Tissue Level Implants

I have been observing a conversation/thread on the IADS forum (International Association of Dental Specialists) in which some rather significant figures in the field of implant dentistry have weighed in. The overwhelming conclusion is that we in the profession have made a mistake by abandoning the tissue level implant in favor of the “less technique sensitive” bone level fixtures. I keep coming across old cases from when I was utilizing tissue level fixtures and I am officially converting back to this wonderful implant design. The attached PANO has 3 tissue level Blue Sky Bio One Stage fixtures that I placed and had restored by the referring dentist in 2014. Notice the excess cement, which was the problem with this design when used in conjunction with the solid abutment, on the mesial of #19 and the absence of bone loss associated with this. To think that we as a profession, myself included, would be so foolish as to abandon this device simply because manufactures promoted and convinced us that bone level fixtures were superior when in fact they are just easier to place and easier to sell. The tissue level fixture will always have its esthetic compromises but the fact remains that it is and always has been a wonderful, possibly even superior, product for the replacement of single posterior teeth.
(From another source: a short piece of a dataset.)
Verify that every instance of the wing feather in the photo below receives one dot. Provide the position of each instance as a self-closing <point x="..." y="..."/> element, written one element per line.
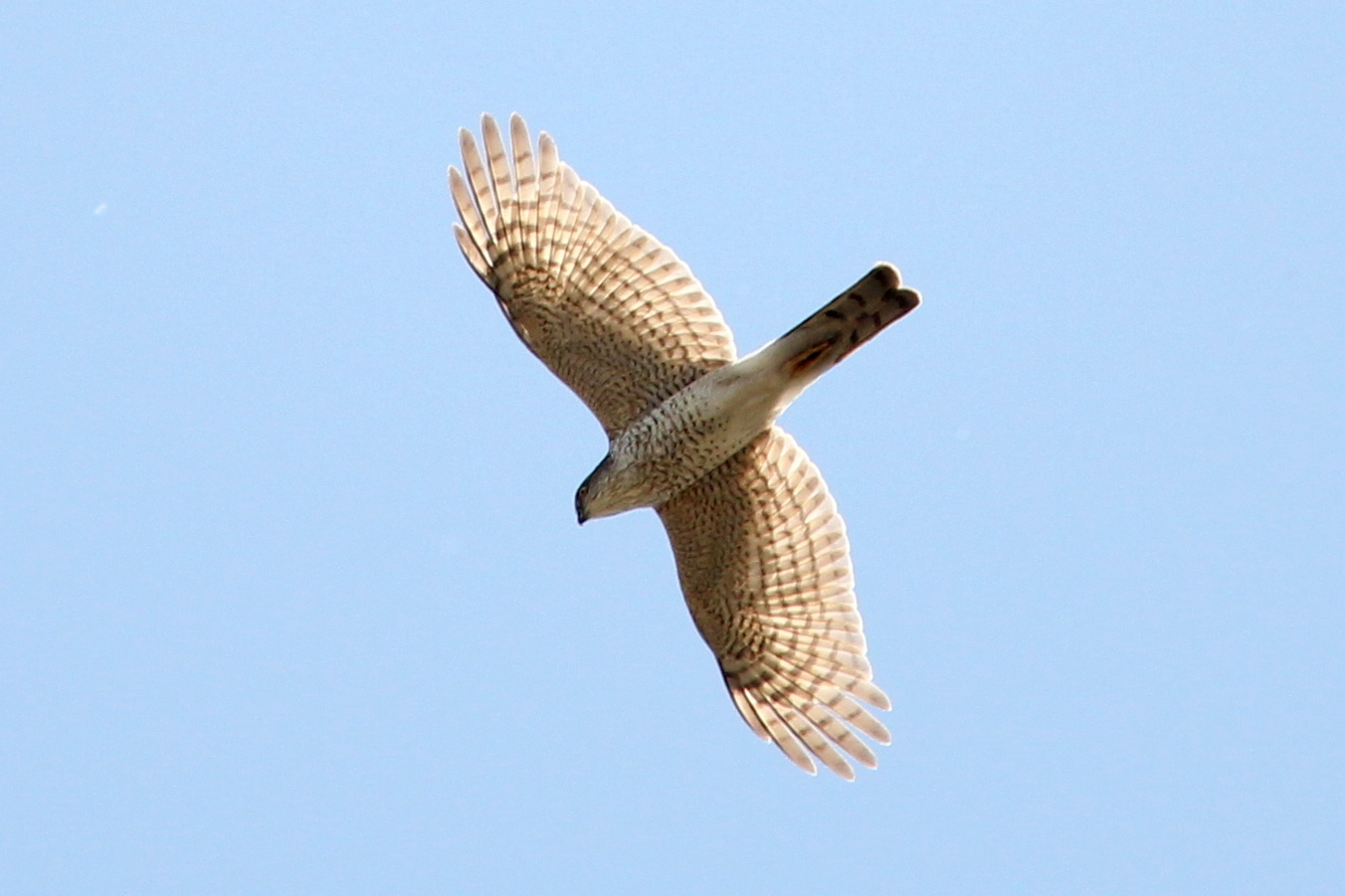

This same patient just left my office having #12 replaced and I think I will stick with the tissue level fixture. Regardless of how much we medialize/platform switch/conical… you name it there will always be a microgap and hence the potential for problems. This simple design from the early days of implant dentistry simply removes the microgap and replaces it with a crown margin 1.8-2.8mm coronal resulting in long lasting stability. Probably the most significant contribution, IMHO, of the tissue level fixture is the fact that in spite of its built in transmucosal component making it nearly impossible to submerge it still enjoys tremendous success thus providing proof that all fixtures can receive a healing abutment at the time of placement. Every tissue level fixture placed has the equivalent of a 2-3mm healing abutment attached to it regardless of the initial stability and they still survive which is why I have always been in favor of placing transmucosal healing abutments rather than submerging fixtures…it just works and we can think the good folks at Straumann for demonstrating this long before we thought it was even possible.